Hector exhaled, shaking his head. "None of them drives a wine-colored sport ute with Pete Braga plates."
"I can't explain that yet," said McMichael. "I'm going to lean on the dealership guy, though."
"How did Bland get the earrings out of Pete's place?"
"Same way the hitter got in. He just waited until Sally and Pete went on an errand."
"He wouldn't know the combination to the floor safe," said Hector.
"The earrings weren't in the floor safe. They were in the jewelry box in Anna's old dresser."
Hector looked hard at McMichael. "But why would Bland frame the nurse with a cheap hummingbird instead of the real one?"
"So he could pocket the real thing."
"Who spiked Pete's wine?"
"The hitter, on his way out," said McMichael. "Just like Bland told him to."
"The hitter, not the nurse?"
"No meperedine in Pete's system, right? That's because it was a postmortem spike. The drug wasn't for Pete, it was to implicate Sally. Just like the two fish clubs were for us. That's the beauty of it- Bland knew the layout at Pete's place, right down to the Fish Whack'r. I'm liking this, Hector. You're liking it, too, I know you are."
"Getting the nurse out of jail is what you'd like."
"Sure as hell would."
Hector leaned closer. "How about this, McMichael- you like taking down an assistant chief for dope and murder?"
"Sure," said McMichael. His throat felt thick and his heart was pounding hard. "Why not?"

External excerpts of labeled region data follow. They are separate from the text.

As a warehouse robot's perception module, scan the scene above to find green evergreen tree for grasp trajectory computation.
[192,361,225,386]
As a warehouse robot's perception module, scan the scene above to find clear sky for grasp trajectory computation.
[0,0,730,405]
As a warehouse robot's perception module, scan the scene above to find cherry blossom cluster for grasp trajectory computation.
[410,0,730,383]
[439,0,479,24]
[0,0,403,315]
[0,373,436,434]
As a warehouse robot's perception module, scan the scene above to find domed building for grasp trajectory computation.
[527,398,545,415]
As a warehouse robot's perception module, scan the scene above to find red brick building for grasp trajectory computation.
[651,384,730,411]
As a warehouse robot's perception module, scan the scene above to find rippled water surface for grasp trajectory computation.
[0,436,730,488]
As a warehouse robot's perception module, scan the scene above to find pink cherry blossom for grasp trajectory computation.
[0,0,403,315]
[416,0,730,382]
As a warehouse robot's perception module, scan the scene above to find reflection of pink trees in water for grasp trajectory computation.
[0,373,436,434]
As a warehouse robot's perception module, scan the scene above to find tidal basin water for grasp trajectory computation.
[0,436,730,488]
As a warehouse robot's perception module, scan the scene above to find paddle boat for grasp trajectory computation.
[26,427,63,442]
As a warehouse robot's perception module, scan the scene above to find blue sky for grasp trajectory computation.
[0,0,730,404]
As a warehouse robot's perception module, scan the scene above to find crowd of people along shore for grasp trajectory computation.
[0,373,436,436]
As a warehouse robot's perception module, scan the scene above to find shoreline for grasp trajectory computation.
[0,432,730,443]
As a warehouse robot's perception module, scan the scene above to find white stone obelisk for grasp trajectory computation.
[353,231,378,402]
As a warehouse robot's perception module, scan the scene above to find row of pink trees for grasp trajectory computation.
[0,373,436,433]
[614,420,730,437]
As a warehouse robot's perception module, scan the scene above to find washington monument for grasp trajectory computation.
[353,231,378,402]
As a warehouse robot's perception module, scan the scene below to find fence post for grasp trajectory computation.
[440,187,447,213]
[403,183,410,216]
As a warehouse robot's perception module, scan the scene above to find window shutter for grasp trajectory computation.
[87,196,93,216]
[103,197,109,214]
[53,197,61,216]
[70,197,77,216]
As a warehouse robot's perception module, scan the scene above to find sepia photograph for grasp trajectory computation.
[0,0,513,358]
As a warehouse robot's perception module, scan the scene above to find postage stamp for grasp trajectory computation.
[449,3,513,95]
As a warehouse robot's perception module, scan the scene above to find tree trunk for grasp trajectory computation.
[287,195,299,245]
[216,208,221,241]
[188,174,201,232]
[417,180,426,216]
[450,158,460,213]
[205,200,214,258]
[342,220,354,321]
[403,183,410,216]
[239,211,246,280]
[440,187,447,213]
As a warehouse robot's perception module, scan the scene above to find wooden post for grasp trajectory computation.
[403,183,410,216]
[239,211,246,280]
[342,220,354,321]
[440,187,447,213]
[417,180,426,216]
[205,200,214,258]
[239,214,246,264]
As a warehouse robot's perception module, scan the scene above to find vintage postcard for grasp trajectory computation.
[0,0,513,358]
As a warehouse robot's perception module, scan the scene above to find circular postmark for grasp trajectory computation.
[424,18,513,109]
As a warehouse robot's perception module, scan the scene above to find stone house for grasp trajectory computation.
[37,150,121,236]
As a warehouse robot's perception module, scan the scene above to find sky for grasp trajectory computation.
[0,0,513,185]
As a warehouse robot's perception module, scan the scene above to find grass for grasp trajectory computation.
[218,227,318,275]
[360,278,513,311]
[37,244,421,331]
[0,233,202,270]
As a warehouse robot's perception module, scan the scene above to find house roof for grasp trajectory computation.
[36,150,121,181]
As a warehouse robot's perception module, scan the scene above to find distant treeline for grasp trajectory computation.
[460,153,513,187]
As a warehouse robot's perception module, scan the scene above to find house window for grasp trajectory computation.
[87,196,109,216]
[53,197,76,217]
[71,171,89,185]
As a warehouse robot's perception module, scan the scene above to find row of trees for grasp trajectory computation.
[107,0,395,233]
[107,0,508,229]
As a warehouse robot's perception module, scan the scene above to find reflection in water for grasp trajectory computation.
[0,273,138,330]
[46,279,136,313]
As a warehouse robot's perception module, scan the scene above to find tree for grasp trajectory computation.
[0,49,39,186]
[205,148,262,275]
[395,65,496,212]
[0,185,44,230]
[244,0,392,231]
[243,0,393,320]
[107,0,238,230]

"I wonder where he does his banking," said Hector.
They followed Bland, safely padded by at least two cars, McMichael vaguely remembering that the assistant chief lived in Kensington. Thirteen minutes later Bland turned onto a residential street of clean little houses. It looked like a street from the thirties, cute porches and rose beds and everybody's lawn happy and neat. McMichael pulled over and cut the lights. The Ford slid into a garage as the door scrolled up to a stop. The welcome-home light was already on. A tiny gray-haired woman in a robe came from the side door and hugged him when he got out of the car.

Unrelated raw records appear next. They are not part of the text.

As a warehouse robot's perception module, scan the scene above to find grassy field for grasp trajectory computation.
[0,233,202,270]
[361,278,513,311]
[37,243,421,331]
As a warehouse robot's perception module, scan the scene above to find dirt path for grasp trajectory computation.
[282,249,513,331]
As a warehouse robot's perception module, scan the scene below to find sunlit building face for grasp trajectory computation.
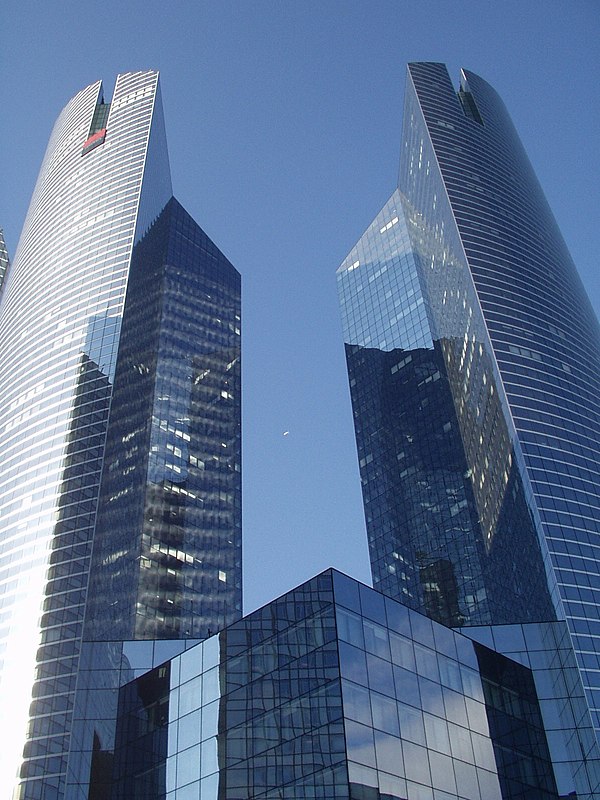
[338,63,600,744]
[0,71,241,797]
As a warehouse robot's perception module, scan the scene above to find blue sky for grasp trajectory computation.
[0,0,600,610]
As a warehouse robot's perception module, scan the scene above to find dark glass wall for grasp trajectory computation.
[86,199,241,640]
[338,191,554,626]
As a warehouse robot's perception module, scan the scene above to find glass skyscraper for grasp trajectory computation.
[338,63,600,744]
[0,71,241,800]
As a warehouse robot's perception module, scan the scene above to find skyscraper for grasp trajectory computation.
[338,63,600,731]
[0,71,241,800]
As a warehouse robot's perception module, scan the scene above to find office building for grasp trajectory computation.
[338,63,600,744]
[0,228,9,292]
[0,71,241,800]
[74,570,600,800]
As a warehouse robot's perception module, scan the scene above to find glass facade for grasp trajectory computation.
[0,71,241,800]
[92,570,600,800]
[0,228,9,292]
[338,63,600,728]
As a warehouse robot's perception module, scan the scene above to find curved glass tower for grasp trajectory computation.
[338,63,600,730]
[0,71,241,799]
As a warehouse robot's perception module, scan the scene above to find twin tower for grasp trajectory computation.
[0,63,600,800]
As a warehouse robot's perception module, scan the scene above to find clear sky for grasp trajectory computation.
[0,0,600,611]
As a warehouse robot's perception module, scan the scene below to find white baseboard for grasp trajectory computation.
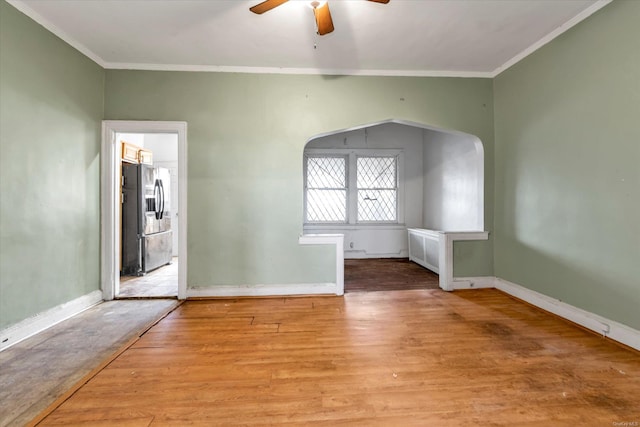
[494,278,640,350]
[452,276,496,290]
[0,291,102,351]
[187,283,341,298]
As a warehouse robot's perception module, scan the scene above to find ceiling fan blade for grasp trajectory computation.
[249,0,289,15]
[312,2,333,36]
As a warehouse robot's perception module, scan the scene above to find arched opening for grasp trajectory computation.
[303,120,484,259]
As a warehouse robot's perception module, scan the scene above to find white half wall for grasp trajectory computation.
[422,129,484,231]
[304,122,424,258]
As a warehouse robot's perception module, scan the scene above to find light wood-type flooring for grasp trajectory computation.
[118,257,178,299]
[0,299,179,427]
[41,289,640,426]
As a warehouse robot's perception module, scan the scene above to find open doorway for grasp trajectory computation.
[102,121,187,300]
[115,132,180,298]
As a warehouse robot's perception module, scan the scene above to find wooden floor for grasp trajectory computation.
[36,289,640,426]
[0,299,179,427]
[117,257,178,299]
[344,258,439,292]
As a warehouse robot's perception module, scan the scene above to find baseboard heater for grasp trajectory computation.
[407,228,440,274]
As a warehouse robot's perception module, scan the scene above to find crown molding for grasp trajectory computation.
[6,0,613,79]
[6,0,106,68]
[104,62,492,78]
[488,0,613,78]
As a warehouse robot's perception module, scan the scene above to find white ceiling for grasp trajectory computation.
[9,0,611,77]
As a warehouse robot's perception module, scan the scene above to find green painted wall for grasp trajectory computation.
[105,70,493,287]
[494,0,640,329]
[0,1,104,329]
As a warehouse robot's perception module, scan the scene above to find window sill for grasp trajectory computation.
[303,223,407,233]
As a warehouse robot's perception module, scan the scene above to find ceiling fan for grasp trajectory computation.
[249,0,389,36]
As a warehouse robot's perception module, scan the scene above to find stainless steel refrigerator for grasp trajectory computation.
[121,163,172,276]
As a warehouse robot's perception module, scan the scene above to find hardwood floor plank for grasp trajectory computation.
[36,289,640,426]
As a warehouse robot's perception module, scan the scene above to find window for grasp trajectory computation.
[304,149,402,224]
[356,157,398,222]
[305,157,347,222]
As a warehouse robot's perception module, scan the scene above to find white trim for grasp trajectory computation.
[298,234,344,295]
[438,231,489,291]
[451,276,496,290]
[7,0,106,68]
[488,0,613,78]
[0,291,102,351]
[100,120,189,300]
[7,0,613,79]
[495,278,640,350]
[104,62,493,78]
[187,283,337,298]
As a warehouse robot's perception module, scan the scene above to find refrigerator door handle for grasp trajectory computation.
[153,179,162,219]
[160,180,164,219]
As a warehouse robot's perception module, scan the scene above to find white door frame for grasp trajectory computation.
[100,120,188,300]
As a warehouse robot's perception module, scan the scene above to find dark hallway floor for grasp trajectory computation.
[344,258,439,292]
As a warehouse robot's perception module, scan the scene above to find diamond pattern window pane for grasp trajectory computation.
[357,157,396,188]
[307,157,347,188]
[358,189,397,221]
[307,189,347,222]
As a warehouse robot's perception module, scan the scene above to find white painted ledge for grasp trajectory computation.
[0,291,102,351]
[298,234,344,295]
[187,283,336,298]
[438,231,489,291]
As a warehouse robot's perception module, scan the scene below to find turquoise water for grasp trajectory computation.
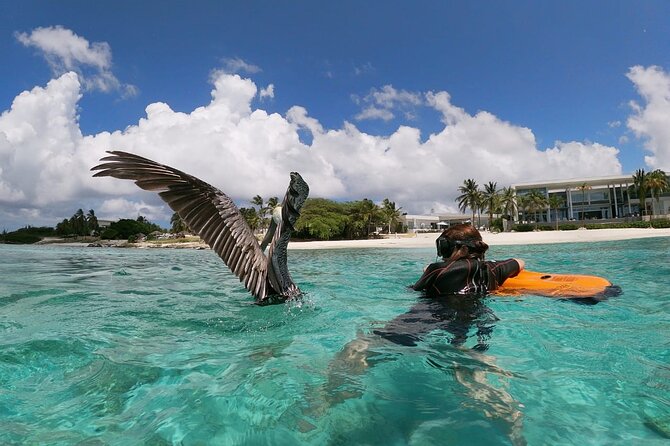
[0,238,670,445]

Twenty minutes later they woke up Captain Rawlings in his home out in Alpine. He answered the door with an unhappy expression on his face and a.357 magnum revolver in his hand.
They sat in his den with the door closed and told him the story. Rawlings sat in the dim lamplight, an aging man in a worn robe.

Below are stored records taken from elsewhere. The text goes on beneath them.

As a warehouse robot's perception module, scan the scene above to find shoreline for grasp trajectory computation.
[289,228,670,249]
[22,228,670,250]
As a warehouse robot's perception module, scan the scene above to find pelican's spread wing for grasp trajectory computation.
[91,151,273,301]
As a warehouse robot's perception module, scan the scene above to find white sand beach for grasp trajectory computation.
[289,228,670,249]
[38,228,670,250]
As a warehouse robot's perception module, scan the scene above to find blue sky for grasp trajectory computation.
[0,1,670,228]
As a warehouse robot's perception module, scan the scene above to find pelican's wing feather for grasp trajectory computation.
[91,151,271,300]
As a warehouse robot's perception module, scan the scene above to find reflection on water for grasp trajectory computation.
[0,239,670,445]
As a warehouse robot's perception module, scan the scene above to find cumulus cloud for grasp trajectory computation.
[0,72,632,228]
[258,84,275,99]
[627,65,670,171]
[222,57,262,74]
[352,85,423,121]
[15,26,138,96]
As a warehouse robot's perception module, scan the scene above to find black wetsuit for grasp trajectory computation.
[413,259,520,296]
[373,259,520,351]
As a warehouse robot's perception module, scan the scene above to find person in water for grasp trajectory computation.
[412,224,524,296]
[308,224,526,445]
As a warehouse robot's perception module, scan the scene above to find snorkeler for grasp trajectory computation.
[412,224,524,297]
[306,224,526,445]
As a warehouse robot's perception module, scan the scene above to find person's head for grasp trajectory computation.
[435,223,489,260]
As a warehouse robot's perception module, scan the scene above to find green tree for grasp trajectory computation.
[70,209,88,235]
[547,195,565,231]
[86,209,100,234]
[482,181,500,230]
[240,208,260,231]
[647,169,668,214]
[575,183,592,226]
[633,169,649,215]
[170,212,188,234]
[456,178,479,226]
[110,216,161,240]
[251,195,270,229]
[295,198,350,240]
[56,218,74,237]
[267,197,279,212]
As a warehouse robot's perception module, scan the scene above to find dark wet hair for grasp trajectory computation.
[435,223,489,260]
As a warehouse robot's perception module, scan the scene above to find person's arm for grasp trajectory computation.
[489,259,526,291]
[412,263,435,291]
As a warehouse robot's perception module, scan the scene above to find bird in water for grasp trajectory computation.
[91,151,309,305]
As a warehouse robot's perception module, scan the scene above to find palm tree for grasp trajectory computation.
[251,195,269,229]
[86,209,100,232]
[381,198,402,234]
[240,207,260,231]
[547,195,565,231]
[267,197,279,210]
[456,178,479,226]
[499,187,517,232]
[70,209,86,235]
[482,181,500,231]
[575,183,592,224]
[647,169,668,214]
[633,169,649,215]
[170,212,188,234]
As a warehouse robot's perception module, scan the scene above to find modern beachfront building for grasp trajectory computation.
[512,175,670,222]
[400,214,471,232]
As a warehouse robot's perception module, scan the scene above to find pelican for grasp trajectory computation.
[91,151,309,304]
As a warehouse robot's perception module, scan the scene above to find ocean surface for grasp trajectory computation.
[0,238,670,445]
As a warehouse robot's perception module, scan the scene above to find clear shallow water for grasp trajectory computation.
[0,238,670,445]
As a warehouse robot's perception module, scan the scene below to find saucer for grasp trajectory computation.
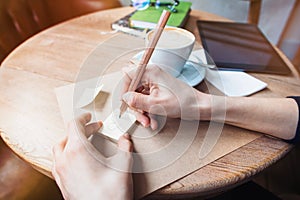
[132,51,206,87]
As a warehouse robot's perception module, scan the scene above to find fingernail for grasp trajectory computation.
[141,122,146,127]
[122,92,130,104]
[123,133,130,139]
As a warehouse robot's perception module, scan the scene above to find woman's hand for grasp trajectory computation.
[52,114,133,200]
[122,65,210,129]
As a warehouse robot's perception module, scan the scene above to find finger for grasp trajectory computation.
[75,113,92,126]
[149,114,158,131]
[134,112,150,128]
[85,121,103,138]
[121,67,136,98]
[118,133,133,152]
[52,137,68,159]
[123,92,152,112]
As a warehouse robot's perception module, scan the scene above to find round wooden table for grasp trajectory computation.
[0,7,300,199]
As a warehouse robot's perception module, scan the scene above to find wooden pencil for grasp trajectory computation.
[119,10,171,117]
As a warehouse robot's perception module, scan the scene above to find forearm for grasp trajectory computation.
[198,96,298,140]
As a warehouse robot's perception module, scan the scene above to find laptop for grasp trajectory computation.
[197,20,291,74]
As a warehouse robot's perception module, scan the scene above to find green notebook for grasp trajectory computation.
[129,1,192,29]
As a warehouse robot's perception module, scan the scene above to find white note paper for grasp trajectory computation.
[99,109,136,141]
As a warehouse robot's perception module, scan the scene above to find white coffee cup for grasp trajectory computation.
[145,27,195,77]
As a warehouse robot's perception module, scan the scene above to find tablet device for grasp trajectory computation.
[197,20,290,74]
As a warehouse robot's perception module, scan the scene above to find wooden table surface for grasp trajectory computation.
[0,7,300,199]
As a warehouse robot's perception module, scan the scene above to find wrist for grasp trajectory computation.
[197,92,226,122]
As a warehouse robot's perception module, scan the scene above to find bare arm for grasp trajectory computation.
[123,66,299,140]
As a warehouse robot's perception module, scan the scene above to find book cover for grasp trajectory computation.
[129,1,192,29]
[111,11,147,37]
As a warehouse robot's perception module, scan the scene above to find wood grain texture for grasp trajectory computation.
[0,7,300,199]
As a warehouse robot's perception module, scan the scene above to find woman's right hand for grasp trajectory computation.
[122,65,210,129]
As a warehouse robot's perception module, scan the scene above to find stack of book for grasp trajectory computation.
[112,1,192,37]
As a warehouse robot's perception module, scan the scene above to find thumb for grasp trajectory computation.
[108,134,133,172]
[122,92,152,112]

By the time McMichael was finished telling him what they'd seen, Rawlings seemed to have grown smaller. "When's the next run to Tijuana?" he asked quietly.
"Day after tomorrow," said McMichael. "Wednesday."
"We can arrest the brothers at the border, and serve Bland a search warrant one minute later. I'll go to Judge Abella tomorrow. He can keep a secret for forty-eight hours. Maybe."
"That gives Bland two days to lose the money," said Hector.
Rawlings thought for a moment. "I'll get PSU to surveil him until then. Shouldn't be hard, since he spends ten hours a day at work. He's not going anywhere tonight, right?"
"He's shacked up at home with the luggage and the wife," said Hector.
"Mitzi," said Rawlings. "Christ. This is going to be something. Professional Standards Unit shadowing their own boss."
"Maybe we should use Team Three homicide," said McMichael. "He's not our boss."
Rawlings studied him. His eyes were moist black pits in his pale face. "I like that idea. As much as I like anything about this mess. Do it. Don't get caught."